L’agriculture occupe 28% des actifs. Autrefois concentré dans les mains de 6% de propriétaires, les surfaces agricoles ont été redistribuées aux paysans de bases par le gouvernement de Nasser.

En Égypte, la superficie des terres cultivées par habitant (0,05 ha) est parmi les plus basses du monde.
Les terres agricoles sont concentrées dans le bassin du Nil et de son delta (3,3 millions d'hectares) et occupent environ 80 000 ha d'oasis et de terres pluviales.

L’agriculture ne couvre que 60% des besoins alimentaires du pays.

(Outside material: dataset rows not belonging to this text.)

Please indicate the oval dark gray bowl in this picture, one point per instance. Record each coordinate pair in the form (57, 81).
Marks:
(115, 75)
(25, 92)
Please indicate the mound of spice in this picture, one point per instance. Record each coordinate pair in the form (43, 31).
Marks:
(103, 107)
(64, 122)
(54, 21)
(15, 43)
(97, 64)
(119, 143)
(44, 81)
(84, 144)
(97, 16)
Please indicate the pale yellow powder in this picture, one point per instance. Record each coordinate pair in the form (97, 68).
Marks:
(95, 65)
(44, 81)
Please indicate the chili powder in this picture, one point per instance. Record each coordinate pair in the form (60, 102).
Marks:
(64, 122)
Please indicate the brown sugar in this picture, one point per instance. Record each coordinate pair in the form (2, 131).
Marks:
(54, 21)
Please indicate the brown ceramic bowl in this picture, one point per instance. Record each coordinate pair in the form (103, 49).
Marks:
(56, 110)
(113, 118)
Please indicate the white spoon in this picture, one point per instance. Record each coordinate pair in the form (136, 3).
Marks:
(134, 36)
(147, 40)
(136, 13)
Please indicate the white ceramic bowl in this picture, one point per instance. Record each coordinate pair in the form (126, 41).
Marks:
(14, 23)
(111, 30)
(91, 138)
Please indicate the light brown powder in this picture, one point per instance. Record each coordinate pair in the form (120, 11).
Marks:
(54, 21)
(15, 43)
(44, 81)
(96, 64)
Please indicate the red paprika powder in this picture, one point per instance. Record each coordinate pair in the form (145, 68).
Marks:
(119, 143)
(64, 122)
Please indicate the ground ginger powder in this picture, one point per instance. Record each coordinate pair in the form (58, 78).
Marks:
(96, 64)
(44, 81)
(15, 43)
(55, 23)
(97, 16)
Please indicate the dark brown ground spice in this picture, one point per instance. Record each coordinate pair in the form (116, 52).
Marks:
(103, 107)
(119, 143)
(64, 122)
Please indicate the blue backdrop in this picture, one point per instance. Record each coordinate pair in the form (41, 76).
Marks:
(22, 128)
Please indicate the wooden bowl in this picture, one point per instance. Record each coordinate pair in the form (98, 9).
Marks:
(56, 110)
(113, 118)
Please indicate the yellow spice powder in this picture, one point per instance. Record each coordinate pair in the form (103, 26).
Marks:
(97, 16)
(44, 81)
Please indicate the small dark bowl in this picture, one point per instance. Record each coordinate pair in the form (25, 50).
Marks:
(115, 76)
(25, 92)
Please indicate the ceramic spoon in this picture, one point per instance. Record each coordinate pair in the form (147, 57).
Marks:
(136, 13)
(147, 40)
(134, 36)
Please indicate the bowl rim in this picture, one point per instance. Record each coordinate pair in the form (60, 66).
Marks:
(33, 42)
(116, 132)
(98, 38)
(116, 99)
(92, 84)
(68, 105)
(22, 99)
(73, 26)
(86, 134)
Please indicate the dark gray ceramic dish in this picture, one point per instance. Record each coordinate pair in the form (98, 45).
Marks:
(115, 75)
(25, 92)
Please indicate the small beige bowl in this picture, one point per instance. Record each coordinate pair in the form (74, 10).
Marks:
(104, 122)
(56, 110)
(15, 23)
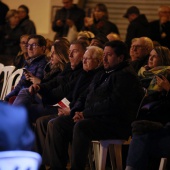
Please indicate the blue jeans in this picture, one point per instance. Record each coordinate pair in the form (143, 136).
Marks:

Aussi les autorités tentent-elles sans cesse d’accroître la surface agricole au-delà de l’étroite vallée du Nil ainsi que les rendements, par le défrichement, le développement de l’irrigation ainsi que par la mécanisation et l’usage d’engrais.

Si le barrage d’Assouan a permis l’irrigation de 3 500 000 hectares de terres, il a cependant eu des effets pervers : les terres de Basse Égypte ne sont plus fertilisées par les crues du Nil et souffrent d’une remontée des eaux salées. Enfin les parasites se multiplient.

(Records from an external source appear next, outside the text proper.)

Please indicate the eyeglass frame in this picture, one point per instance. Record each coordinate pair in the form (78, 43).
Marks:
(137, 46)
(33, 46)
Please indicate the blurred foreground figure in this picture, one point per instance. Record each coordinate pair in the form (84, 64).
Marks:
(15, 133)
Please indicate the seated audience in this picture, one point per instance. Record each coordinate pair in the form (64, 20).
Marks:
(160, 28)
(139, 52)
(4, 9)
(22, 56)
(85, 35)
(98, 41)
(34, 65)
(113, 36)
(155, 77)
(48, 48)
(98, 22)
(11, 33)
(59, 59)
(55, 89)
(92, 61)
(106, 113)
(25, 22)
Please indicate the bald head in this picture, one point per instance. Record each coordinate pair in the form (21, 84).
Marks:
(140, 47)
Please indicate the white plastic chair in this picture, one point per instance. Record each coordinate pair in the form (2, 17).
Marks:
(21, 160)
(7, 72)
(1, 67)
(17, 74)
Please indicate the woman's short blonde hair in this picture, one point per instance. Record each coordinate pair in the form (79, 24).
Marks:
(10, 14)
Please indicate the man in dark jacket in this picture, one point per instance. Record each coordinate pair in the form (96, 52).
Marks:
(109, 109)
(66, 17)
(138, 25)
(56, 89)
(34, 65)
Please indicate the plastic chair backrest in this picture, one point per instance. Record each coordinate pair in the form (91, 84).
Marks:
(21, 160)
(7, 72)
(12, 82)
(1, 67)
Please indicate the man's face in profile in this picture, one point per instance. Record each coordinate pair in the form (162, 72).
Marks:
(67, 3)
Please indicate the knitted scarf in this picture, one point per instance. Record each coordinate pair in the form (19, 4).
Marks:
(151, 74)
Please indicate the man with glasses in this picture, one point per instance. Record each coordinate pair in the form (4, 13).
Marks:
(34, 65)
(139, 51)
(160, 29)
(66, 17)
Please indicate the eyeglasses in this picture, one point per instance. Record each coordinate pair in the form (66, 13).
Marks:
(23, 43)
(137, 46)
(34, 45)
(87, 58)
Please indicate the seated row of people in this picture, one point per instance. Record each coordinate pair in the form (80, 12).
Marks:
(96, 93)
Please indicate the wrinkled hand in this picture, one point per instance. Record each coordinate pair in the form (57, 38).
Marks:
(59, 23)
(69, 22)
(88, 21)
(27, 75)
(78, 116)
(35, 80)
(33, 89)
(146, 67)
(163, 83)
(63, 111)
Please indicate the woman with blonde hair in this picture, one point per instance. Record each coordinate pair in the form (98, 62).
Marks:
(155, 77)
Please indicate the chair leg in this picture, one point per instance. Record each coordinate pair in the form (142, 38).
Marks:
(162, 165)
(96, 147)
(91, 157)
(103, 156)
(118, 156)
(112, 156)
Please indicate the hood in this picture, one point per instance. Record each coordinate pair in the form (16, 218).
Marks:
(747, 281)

Le blé, le maïs et le coton, culture d’exportation, occupent 70% des surfaces cultivées. Cependant depuis quelques années, la culture du coton tente à diminuer au profit du riz, autre culture d’exportation importante.

Un système de rotation de cultures a été adopté. Le blé, le bersim (plante fourragère) et les fèves sont les principales cultures d'hiver.
Parmi les cultures d'été, on peut citer le maïs, le riz et le coton.
Les légumes (comme les tomates, les pommes de terre et les concombres) ainsi que d'autres cultures, notamment les melons, couvrent trois saisons.

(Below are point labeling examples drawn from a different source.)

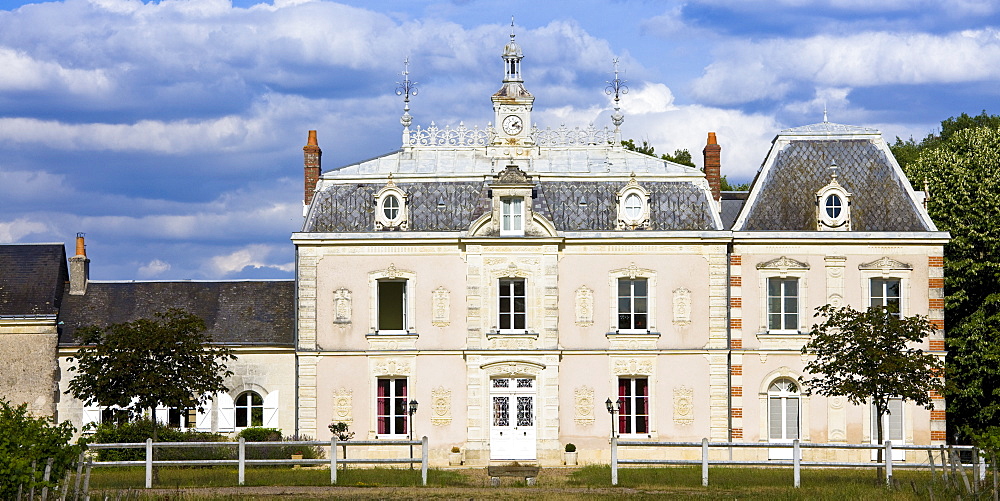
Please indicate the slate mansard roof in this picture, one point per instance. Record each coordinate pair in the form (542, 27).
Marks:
(32, 279)
(239, 312)
(782, 197)
(448, 189)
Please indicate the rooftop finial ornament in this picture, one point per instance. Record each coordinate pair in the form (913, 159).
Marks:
(617, 88)
(406, 88)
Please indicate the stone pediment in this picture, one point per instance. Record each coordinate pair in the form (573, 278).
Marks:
(783, 263)
(512, 175)
(885, 264)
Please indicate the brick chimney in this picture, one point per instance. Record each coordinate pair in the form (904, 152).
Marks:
(79, 268)
(313, 160)
(713, 166)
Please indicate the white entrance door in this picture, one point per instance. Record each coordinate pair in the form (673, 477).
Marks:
(512, 423)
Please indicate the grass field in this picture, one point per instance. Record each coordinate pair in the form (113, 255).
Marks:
(553, 483)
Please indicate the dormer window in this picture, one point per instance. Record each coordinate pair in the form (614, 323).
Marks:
(512, 216)
(633, 206)
(833, 206)
(390, 208)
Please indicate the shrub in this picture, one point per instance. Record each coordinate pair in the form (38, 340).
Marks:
(25, 439)
(139, 431)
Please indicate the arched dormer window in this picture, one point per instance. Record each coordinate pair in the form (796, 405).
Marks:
(833, 206)
(633, 206)
(391, 208)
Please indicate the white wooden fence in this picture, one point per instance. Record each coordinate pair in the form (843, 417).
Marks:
(949, 455)
(241, 462)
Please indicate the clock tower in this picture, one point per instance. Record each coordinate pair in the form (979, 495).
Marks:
(512, 104)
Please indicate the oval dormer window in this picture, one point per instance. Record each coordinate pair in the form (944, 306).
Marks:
(390, 207)
(834, 206)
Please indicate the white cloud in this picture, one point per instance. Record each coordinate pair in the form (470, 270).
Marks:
(255, 256)
(22, 72)
(766, 70)
(14, 231)
(153, 269)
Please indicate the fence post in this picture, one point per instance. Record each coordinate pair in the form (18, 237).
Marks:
(614, 460)
(796, 461)
(888, 462)
(423, 459)
(149, 463)
(704, 462)
(333, 460)
(243, 459)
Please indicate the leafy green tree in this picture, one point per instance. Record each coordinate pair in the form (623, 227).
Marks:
(868, 356)
(164, 361)
(962, 174)
(682, 157)
(25, 440)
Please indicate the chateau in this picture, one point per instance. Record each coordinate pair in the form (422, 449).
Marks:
(513, 280)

L’élevage est très peu développé mais en progression. Autosuffisante, la production de volailles domine largement.
Les élevages de bovins (7,3 millions de bêtes) comme ceux de chèvres et de moutons (6 millions de bêtes) sont le plus souvent de petite taille et peu productifs.

Grâce aux eaux très poissonneuses du Nil, des lacs du delta et de la mer Rouge, la pêche est très développée et la production ne cesse d’augmenter d’année en année.